What fundraisers and researchers need to know to avoid donor blunders.
Picture this: you’re going on a blind date. You sit down and order a round of drinks, but before you can say “cabernet sauvignon,” your date starts listing off every detail of your life and history and asking you about them.
Uhhhh, check please!
That’s the world we all live in today.
That includes your donors.
Social media and the internet have opened a whole can of worms when it comes to our private lives and it’s left us split between two worlds.
On one side, information is freely available for all on social media. It allows us to share thoughts, pictures, and experiences far and wide with nothing more than a device we keep in our pocket.
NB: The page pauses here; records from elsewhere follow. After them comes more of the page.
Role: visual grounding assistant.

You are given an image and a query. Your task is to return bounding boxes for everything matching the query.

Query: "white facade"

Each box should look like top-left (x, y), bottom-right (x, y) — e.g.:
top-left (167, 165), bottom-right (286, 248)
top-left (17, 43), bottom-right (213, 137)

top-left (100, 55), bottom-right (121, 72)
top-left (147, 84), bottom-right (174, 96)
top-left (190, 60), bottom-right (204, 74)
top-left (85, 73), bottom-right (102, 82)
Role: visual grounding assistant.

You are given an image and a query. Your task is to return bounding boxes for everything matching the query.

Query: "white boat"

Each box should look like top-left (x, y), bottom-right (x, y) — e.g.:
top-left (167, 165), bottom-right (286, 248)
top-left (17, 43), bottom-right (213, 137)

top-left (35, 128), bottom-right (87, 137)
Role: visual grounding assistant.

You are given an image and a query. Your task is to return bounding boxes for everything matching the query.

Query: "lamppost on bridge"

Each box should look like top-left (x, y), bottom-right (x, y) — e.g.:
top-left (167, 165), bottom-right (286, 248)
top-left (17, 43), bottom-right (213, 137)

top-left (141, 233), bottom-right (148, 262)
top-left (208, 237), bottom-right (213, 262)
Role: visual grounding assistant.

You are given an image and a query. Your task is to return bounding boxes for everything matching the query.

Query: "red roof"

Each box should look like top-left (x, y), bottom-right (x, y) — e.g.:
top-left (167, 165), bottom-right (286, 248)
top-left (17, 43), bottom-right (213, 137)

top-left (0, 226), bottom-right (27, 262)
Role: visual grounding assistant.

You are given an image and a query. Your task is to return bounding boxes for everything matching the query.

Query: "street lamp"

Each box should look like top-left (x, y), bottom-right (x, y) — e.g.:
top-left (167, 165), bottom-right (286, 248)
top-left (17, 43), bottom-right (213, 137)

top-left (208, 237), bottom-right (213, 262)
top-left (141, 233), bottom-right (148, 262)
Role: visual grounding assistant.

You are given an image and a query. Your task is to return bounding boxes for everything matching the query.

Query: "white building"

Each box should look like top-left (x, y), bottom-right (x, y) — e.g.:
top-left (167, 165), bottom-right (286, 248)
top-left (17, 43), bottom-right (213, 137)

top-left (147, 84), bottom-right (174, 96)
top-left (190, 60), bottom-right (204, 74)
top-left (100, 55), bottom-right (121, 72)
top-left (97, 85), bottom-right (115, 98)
However, this rapid expansion of technology has also forced us to question what should remain private and what should be out in the open.
Typically, it isn’t until a piece of data or personal moment from our lives has been abused that our ideas about privacy are challenged. But once that line has been crossed, we realize just how much information is out there, and we question whether those social media status updates were worth it.
This situation becomes even more fraught when brought into the realm of nonprofit donor research.
Social media can provide information that is indispensable for fundraisers, and it’s a nonprofit’s responsibility to do their research on a potential donor so that they can effectively reach out and offer relevant opportunities to potential major donors.
But is it ethical to dig through social media profiles?
As with most deeply complicated issues, there is no simple yes or no answer.